Elefant, Panikker and their team—whose findings were published in the Journal of Neuroscience - looked at how Alzheimer's disease affected flies early in their development, during their larval stages, to catch what might happen in Alzheimer's well before the tell-tale symptoms arise.
"Many researchers that study Alzheimer's disease utilize human post-mortem samples, and thus, they are not looking at what is happening during the early progression of neurodegeneration, including whether we can correct what is happening during these early stages ," Elefant said.
For the study, flies were taught to associate a certain odor with sucrose—table sugar, which flies eat and is a positive reinforcement. After being exposed to the scent paired with sugar, the flies learned to move towards the scent even without the sugar present.

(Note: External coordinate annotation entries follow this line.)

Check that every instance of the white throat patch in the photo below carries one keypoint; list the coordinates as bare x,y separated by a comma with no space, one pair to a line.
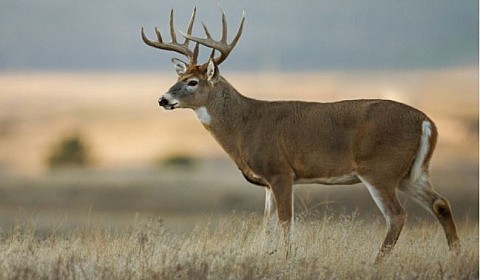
203,116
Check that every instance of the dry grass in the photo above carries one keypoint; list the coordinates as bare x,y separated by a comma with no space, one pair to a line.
236,248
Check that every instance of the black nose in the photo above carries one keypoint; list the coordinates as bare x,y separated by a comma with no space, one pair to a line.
163,102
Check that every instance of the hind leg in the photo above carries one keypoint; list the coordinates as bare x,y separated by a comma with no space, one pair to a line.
385,196
422,192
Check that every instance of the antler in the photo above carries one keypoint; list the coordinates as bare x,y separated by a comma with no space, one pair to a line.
174,45
222,46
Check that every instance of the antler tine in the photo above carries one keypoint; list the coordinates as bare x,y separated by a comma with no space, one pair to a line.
224,28
190,24
222,46
173,35
174,45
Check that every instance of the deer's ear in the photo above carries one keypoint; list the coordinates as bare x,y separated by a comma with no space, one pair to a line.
180,66
212,72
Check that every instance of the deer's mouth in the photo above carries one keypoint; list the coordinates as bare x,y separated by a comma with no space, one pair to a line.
171,106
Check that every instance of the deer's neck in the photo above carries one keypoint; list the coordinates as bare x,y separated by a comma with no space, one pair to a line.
225,114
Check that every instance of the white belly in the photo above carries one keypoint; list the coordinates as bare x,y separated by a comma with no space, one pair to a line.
346,179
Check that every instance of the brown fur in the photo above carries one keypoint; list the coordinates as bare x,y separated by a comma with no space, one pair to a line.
277,144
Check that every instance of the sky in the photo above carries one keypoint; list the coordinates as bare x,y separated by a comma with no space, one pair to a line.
283,35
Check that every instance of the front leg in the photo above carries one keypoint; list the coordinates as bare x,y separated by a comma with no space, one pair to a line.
281,186
270,215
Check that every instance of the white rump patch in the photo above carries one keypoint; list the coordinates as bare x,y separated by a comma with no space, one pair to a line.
202,115
417,167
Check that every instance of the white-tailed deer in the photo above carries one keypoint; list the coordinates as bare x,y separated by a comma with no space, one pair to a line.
384,144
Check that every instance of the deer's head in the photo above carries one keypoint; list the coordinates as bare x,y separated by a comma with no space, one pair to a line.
195,83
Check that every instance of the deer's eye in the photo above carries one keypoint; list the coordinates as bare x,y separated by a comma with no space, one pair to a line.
192,83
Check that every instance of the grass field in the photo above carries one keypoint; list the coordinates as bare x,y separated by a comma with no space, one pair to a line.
127,217
235,247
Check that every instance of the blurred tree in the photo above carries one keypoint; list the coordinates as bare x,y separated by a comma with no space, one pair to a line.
71,151
177,160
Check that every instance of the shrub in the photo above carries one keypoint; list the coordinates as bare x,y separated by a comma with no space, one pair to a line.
179,160
71,151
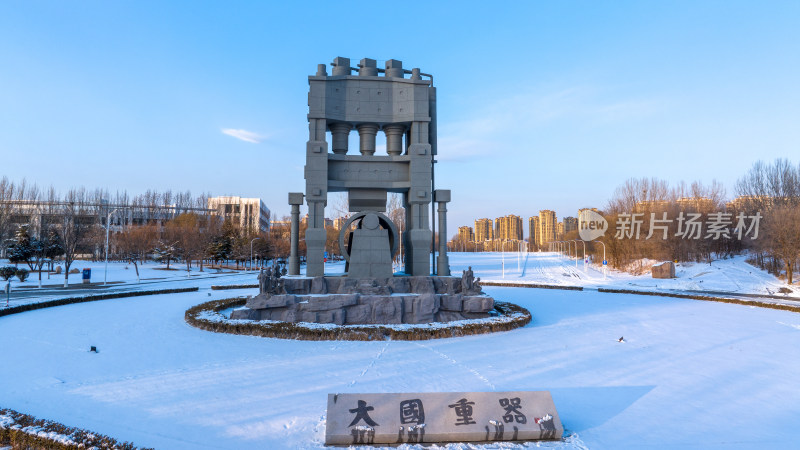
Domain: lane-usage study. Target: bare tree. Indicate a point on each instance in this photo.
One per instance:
(77, 227)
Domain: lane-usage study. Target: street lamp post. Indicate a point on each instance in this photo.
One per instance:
(108, 227)
(584, 254)
(251, 253)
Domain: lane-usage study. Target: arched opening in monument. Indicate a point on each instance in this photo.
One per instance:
(370, 247)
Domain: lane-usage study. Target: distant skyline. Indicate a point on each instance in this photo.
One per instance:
(541, 105)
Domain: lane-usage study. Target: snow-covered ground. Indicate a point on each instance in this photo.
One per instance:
(690, 374)
(732, 275)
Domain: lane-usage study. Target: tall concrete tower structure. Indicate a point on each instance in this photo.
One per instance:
(367, 99)
(548, 227)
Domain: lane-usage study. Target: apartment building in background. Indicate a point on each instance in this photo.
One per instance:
(249, 213)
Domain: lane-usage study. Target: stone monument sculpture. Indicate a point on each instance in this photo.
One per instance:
(369, 99)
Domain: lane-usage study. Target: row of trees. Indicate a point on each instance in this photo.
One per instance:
(763, 219)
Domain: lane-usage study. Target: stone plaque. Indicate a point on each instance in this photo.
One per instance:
(434, 417)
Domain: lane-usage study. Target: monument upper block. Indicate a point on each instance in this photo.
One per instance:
(369, 97)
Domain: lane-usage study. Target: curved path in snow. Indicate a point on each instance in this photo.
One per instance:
(690, 374)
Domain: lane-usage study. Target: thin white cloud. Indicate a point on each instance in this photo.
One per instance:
(512, 119)
(244, 135)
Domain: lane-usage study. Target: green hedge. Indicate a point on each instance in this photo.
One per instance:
(87, 298)
(22, 431)
(511, 316)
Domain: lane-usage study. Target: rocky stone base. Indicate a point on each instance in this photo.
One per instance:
(348, 301)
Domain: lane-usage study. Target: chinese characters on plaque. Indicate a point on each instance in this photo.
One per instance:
(441, 417)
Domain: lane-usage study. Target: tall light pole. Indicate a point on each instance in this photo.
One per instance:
(108, 227)
(251, 253)
(604, 258)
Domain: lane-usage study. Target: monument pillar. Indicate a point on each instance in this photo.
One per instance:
(316, 196)
(394, 139)
(295, 199)
(419, 197)
(340, 133)
(442, 197)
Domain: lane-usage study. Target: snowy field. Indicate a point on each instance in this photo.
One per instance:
(732, 275)
(690, 374)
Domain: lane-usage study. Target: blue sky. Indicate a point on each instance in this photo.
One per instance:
(542, 105)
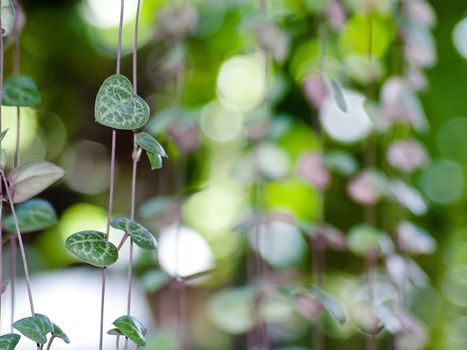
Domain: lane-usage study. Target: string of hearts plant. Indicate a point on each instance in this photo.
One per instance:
(18, 188)
(119, 107)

Flies that modeled Alzheimer's disease showed no difference in their reaction to the smell they had earlier been condition to. This showed that their ability to learn and remember this association was negatively affected.
But once Tip60 HAT was introduced in the brain to correct the identified Tip60 HAT/HDAC2 imbalance, these flies showed a reaction time comparable to the ones without the Alzheimer's type of condition. This indicated that they recovered their ability to learn and remember after the epigenetic balance was reintroduced.
Moreover, when researchers identified a collection of genes related to brain function that had been repressed in the flies—due to elevated HDAC2—an introduction of increased Tip60 HAT levels in the brain restored regular function in 9 of the 11 genes tested.
The results Panikker and Elefant found were encouraging. More testing is needed, but Elefant's goal is to find new avenues for gene therapy.
"When people age, they have a loss of memory but it's not because there are mutations in their genes," Elefant said. "It's the way they're packaged. They're distorted. And we're seeing non-invasive ways we might be able to prevent that early on."